John Cusack will play the lead in an adaptation of Cell from Cargo Entertainment. Richard Saperstein, who produced 1408, will co-produce this feature. No word on when production might begin. And in other casting news, Chandler Riggs (The Walking Dead) and Joel Courtney (Super 8) are joining the cast of Mercy, a feature based on “Gramma.”
Ben Affleck is having a hard time wrapping his head around his proposed adaptation of The Stand. “I like the idea,” he told GQ. “It’s like The Lord of the Rings in America. And it’s about how we would reinvent ourselves as a society. If we started all over again, what would we do?” The film is still on his radar, but it won’t be the next thing he works on. “The script is not ready yet, it needs a lot more work.”
Jonathan Demme had sufficient problems with 11/22/63 that he decided to step away from the project. “This is a big book, with lots in it,” he told Indiewire. “And I loved certain parts of the book for the film more than Stephen did. We’re friends, and I had a lot of fun working on the script, but we were too apart on what we felt should be in and what should be out of the script. I had an option and I let it go. But I hope it’s moving forward, I really want to see that movie.”
The San Francisco Opera will present the world premiere of Tobias Picker’s Dolores Claiborne on Sept. 18 next year, the first of six performances running through October 4. The libretto is by J.D. McClatchy. Mezzo-soprano Dolora Zajick will sing the title character, soprano Elizabeth Futral will perform Vera Donovan, Susannah Biller the daughter Selena St.

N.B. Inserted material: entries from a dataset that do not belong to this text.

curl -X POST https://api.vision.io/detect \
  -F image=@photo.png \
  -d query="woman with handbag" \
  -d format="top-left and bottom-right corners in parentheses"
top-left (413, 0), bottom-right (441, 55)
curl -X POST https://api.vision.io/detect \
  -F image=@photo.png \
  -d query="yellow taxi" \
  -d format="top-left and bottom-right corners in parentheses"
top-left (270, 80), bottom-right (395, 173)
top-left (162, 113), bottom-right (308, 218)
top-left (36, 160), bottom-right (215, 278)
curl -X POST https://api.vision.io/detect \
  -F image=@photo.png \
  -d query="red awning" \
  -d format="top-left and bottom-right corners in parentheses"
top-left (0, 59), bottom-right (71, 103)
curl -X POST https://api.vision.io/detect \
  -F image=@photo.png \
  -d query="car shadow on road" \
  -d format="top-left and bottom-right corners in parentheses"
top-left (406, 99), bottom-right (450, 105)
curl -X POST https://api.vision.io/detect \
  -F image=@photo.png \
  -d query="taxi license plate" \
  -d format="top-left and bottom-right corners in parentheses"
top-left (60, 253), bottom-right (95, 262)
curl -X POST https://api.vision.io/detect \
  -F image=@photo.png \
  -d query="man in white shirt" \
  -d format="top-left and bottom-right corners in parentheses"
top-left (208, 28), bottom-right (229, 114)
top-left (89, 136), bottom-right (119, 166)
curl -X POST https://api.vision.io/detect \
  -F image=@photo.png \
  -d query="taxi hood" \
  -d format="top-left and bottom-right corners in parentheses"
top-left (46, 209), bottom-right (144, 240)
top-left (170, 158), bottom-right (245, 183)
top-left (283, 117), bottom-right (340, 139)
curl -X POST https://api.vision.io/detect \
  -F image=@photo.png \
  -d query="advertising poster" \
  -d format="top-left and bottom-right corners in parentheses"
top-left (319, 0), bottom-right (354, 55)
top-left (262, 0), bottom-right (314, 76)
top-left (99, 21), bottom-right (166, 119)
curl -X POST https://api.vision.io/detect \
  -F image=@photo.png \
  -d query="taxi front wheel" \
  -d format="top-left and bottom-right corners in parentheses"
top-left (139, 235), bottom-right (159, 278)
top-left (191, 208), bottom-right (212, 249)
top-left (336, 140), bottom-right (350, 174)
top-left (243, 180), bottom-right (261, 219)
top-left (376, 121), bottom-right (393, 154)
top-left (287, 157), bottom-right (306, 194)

George, Wayne Tigges the husband Joe St. George, and Greg Fedderly will be Detective Thibodeau. George Manahan conducts and James Robinson directs.
Remember that famous “Study, Dammit” cover from the Maine Campus? The one adapted at King’s website to say “Read the FAQ, Dammit”? Well, the original artwork was discovered recently and you can now purchase copies, with proceeds going to support both The Maine Campus and scholarships at the University of Maine. Visit http://www.studydammit.com/.
Cemetery Dance announced the publication of my signed, limited edition chapbook, Twenty-First Century King recently. The 50-page booklet compiles my reviews of every book King has published in the 21st century, starting with “Riding the Bullet” and ending with The Wind Through the Keyhole. That adds up to 21 reviews and 21,000 words of text. Seems like a theme—the mystical number 21. There are only 750 copies. They make great stocking stuffers for the King fan in your life.
And, last but not least, I recently announced my third book, The Dark Tower Companion, to be published by New American Library (Penguin) in April 2013. This massive companion is 50% longer than The Road to the Dark Tower. It covers not only the eight books in the series, but also the Marvel graphic novel adaptations. I interviewed King for the book, along with Robin Furth, Richard Isanove (colorist), Peter David (script), Jae Lee (artist) and most of the subsequent artists. I also, much to my great delight, got to talk with Ron Howard and Akiva Goldsman about how they plan to adapt the series. The book features a comprehensive glossary and two maps drawn by none other than…me! It will be published as a trade paperback and a Kindle eBook, both of which can be pre-ordered at Amazon.